Listed private equity funds look like tempting targets for secondaries firms, but don’t expect a wave of consolidation.
Earlier this week HarbourVest, through its latest secondaries fund, made an unsolicited bid for SVG Capital of a little over £1 billion ($1.3 billion; €1.2 billion). In doing so, it has put the listed firm – a tempting target for secondaries buyers – ‘in play’.
If HarbourVest were to win the bid, it would be a significant transaction for HarbourVest’s ninth secondaries fund, Dover Street IX. The fund has raised $4.1 billion and is still collecting commitments. The SVG deal would allow it to deploy £1 billion and pick up exposure to funds managed by in-demand Cinven and CD&R, as well as Permira, CCMP, AEA, IK, L Catterton and FFL.
Its plan – if it were to successfully delist the company – would be to realise the assets over time, as it is doing with Absolute Private Equity and Conversus Capital, listed funds of funds it took private in 2011 and 2012 respectively.

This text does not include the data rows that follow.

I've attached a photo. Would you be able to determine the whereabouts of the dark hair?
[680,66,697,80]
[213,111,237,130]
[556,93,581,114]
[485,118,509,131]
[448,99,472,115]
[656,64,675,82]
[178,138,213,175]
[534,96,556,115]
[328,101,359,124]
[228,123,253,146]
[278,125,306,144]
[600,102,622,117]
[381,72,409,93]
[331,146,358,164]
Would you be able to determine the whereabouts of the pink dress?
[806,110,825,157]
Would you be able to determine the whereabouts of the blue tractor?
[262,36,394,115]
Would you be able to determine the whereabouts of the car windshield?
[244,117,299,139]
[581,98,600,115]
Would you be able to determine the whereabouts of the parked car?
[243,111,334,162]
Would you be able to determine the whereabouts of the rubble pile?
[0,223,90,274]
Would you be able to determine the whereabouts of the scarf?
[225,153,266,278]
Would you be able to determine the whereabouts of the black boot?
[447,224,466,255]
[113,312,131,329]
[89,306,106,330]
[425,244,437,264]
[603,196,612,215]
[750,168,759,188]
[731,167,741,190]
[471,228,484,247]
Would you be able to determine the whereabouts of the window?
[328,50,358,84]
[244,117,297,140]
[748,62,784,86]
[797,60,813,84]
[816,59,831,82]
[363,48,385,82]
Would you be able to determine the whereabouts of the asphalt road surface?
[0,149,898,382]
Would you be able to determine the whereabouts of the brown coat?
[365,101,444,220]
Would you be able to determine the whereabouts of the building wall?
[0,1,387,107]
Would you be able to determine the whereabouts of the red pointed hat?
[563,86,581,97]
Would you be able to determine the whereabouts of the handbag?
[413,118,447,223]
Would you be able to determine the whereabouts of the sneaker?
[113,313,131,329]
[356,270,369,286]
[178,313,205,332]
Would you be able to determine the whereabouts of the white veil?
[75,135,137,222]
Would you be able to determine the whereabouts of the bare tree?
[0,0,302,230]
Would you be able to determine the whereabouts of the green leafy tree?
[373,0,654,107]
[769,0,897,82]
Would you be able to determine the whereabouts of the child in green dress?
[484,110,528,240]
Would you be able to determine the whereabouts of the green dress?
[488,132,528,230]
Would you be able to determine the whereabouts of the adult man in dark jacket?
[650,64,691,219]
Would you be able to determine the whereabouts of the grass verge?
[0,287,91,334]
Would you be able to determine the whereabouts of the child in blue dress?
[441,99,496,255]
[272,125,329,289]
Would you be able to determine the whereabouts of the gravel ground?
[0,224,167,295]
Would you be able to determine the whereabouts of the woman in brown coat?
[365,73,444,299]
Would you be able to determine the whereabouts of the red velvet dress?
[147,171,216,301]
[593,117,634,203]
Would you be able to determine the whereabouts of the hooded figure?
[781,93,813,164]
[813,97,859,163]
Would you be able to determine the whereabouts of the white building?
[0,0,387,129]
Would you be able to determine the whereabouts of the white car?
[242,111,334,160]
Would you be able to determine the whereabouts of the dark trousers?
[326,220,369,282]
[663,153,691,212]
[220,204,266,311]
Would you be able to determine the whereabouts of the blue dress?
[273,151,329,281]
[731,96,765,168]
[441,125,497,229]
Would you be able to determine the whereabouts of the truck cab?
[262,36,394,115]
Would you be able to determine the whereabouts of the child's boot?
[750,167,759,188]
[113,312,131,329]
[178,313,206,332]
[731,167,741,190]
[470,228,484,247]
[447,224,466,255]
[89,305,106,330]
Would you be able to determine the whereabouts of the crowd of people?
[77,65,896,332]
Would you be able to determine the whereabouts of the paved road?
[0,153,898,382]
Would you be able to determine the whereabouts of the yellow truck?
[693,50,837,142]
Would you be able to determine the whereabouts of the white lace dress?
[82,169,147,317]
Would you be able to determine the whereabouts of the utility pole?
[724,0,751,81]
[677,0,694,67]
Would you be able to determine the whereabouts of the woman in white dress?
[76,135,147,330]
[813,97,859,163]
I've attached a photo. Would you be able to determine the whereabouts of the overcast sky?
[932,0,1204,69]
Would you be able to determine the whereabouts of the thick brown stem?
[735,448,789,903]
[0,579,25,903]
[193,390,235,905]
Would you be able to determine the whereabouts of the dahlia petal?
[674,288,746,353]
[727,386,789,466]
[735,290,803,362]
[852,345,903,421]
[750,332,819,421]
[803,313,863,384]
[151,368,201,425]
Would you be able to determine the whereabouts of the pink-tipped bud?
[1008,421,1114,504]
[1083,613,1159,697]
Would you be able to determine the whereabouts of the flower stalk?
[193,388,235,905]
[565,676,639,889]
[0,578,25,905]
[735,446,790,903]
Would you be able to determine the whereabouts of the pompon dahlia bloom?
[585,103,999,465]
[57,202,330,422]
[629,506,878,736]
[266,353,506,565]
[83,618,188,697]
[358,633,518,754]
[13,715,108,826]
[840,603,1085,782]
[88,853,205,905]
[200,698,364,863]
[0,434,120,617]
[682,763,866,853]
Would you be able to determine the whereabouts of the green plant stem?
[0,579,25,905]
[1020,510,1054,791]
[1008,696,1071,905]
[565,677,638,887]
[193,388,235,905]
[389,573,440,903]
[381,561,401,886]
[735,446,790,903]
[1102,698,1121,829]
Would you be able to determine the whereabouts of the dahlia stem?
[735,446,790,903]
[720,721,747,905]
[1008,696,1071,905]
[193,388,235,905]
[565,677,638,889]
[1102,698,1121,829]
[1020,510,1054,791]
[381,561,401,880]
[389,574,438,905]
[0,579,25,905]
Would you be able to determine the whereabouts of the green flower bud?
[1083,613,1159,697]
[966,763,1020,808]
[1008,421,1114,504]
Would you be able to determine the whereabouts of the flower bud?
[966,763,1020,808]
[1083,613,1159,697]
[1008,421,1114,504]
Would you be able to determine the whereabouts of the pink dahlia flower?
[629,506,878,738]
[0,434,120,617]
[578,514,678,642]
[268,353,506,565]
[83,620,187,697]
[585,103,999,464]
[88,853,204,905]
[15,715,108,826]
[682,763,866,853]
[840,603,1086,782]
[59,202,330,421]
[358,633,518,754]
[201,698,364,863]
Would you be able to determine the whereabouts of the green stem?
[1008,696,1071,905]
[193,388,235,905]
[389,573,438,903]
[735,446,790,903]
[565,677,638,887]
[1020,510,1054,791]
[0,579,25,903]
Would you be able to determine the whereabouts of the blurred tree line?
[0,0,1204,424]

Letters of intent from Legal and General, Old Mutual and Aviva, which represent a significant portion of SVG’s shareholders, suggest a deal will go ahead, but whether it goes ahead with HarbourVest as the buyer is very much in the balance.
SVG urged its shareholders to wait until it released interim results, which it did so ahead of schedule today, before making any decisions. The results, as expected, showed a significant uplift to NAV of 12 percent (half of which was down to favourable currency movements). This has given shareholders and any potential competing bidders something to think about. The HarbourVest bid, at 650 pence, now represents a discount of around 12 percent to NAV, rather than the 2.4 percent discount on the previous valuation.
With plenty of secondaries ‘dry powder’ awaiting deployment – about $30 billion has been raised in the last 12 months – transactions of this size would be worth the attention of a number of bulge bracket buyers. In its announcement this morning, SVG noted “approaches from a number of credible parties” which could credibly compete with HarbourVest.
Meanwhile, the deal will mean a stellar return for Coller Capital’s fifth fund. Coller acquired a 23.9 percent stake, or some 50 million shares, in a rights issue in February 2009. A sale at the price offered by HarbourVest would equate to a return of around 6.5x for the secondaries specialist.
SVG, a long-time London-listed private equity investor, has had its share of ups and downs. It started life as a listed feeder fund for funds managed by Permira and, like many listed funds, had a torrid time during the financial crisis. Under chief executive Lynn Fordham, it started to diversify by committing money to other managers and raising third-party capital.
The third-party management piece – SVG Advisors – was sold to asset manager Aberdeen, and the SVG Capital of today is a different beast; essentially a concentrated portfolio of assets comprising commitments to eight managers and five co-investments. The firm is also said to have plans to become a lead direct investor.
Will the battle for SVG spark a wave of consolidation among listed private equity portfolios?
As discussed, secondaries buyers have cash to invest and listed private equity vehicles – whether they be feeder funds or pools of permanent capital – continue to trade at stubborn discounts. “What happened in the financial crisis continues to haunt this market,” says Alan Brierley, a director at Canaccord Genuity, referring to the way listed PE share prices nose-dived during the crisis. At one point in 2009 F&C Private Equity Trust hit a 79 percent discount to NAV; Pantheon’s listed trust hit an 87 percent discount.
Today the discounts are less dramatic, but still persist. HarbourVest’s own listed vehicle – HVPE – was trading at 25 percent discount to NAV as of Thursday; this is fairly typical.
But while the fundamentals are in place, there may not be any targets as obvious as SVG, which has plenty of cash on its balance sheet (more than enough to cover existing commitments) and a significant shareholder (Coller) seeking liquidity. “Ultimately, it all comes down to interested, willing shareholders,” says one buyer, “but never say never”.